On the other hand, the prosecution argues that the trial court erred in dismissing the charge for rape because the requirement in Art. 344 of the Revised Penal Code that the crime of rape must be prosecuted by complaint of the offended party is not a jurisdictional requirement as held in Valdepanas v. People, 16 SCRA 871 (1966).
Neither contention, we believe, is correct. While the information is indeed entitled "For Rape with Serious Illegal Detention," it clearly charges two separate offenses, namely, rape and serious illegal detention. The accused-appellant could have objected on the ground of duplicity (Rule 110, sec. 13), but since he did not file a motion to quash on this ground in accordance with Rule 11 7, sec. 3(e), he must be deemed to have waived the objection. (People v. Policher, 60 Phil. 770 [1934])
On the other hand, we do not think that the Supreme Court intended to reverse a uniform course of decisions holding that, with respect to crimes against chastity, the filing of a complaint by the offended party is jurisdictional. Valdepenas v. People, supra, which the prosecution cites in support of its contention that such complaint is not jurisdictional simply holds that if the offended party files a com plaint for forcible abduction, the accused can be found guilty under such complaint of abduction with consent.
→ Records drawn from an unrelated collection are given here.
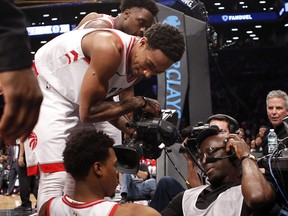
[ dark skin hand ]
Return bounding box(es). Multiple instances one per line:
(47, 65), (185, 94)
(181, 137), (202, 187)
(0, 69), (43, 143)
(225, 134), (275, 209)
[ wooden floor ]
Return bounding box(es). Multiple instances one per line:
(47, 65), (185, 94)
(0, 194), (37, 216)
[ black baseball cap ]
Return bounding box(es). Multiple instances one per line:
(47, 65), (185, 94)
(196, 126), (220, 148)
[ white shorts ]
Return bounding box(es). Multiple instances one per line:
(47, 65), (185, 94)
(37, 170), (66, 212)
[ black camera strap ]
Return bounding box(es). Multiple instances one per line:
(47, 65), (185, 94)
(164, 148), (188, 185)
(164, 147), (206, 187)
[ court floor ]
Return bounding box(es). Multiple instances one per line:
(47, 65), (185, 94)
(0, 194), (37, 216)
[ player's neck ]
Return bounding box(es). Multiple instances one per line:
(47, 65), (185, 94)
(72, 182), (105, 202)
(126, 39), (140, 80)
(113, 15), (121, 31)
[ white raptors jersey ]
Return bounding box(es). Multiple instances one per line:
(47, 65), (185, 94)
(25, 28), (139, 175)
(47, 195), (119, 216)
(182, 185), (243, 216)
(78, 14), (116, 30)
(77, 14), (122, 147)
(35, 28), (139, 103)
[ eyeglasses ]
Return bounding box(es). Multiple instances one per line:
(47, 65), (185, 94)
(198, 146), (226, 163)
The fact is that, in that case, both the offended party and her mother gave their assent to the complaint. Indeed, as the prosecution acknowledges, in People v. Zurbano, 37 SCRA 565 (1971), decided after Valdepenas v. People, the Court reiterated the rule that 'The filing of a complaint for rape or for any other offense enumerated in Art. 344 of the Revised Penal Code by the person or persons mentioned therein is jurisdictional.
We hold that the trial court correctly dismissed the rape charge for lack of complaint by the offended party. (3 Aquino, The Revised Penal Code 1771 [1976])
Fourth. The trial court sentenced the accused-appellant to an indeterminate sentence of 12 years and 1 day of reclusion temporal, as minimum, to reclusion perpetua, as maximum. Because of this and contending that the evidence against him is insufficient, the accused-appellant petitions to be released on bail.
The Solicitor General opposes the bail petition and points out that this case falls under Art. 267, par. 4, of the Revised Penal Code, which prescribes the penalty of reclusion perpetua to death. "If the person kidnapped or detained shall be a minor, female, or a public officer." Accordingly, the Indeterminate Sentence Law does not apply. In accordance with Art. 63, par. 2, as there are neither mitigating nor aggravating circumstances, the penalty to be imposed must be reclusion perpetua as the lesser penalty.
This contention is well taken. Since there is no question that Arlene Yupo was at the time of her illegal detention 18 years old and the guilt of the accused-appellant has been established beyond reasonable doubt, the accused-appellant is not entitled to bail.
WHEREFORE, the decision appealed from is MODIFIED by sentencing the accused-appellant to reclusion perpetua. In all other respects the decision is AFFIRMED. Costs against the accused-appellant.
The petition for bail of the accused-appellant is DENIED.
In accordance with the ruling in People v. Daniel 86 SCRA 511 (1979), let this case be forthwith elevated to the Supreme Court for final determination. (Rollo, pp. 70-78).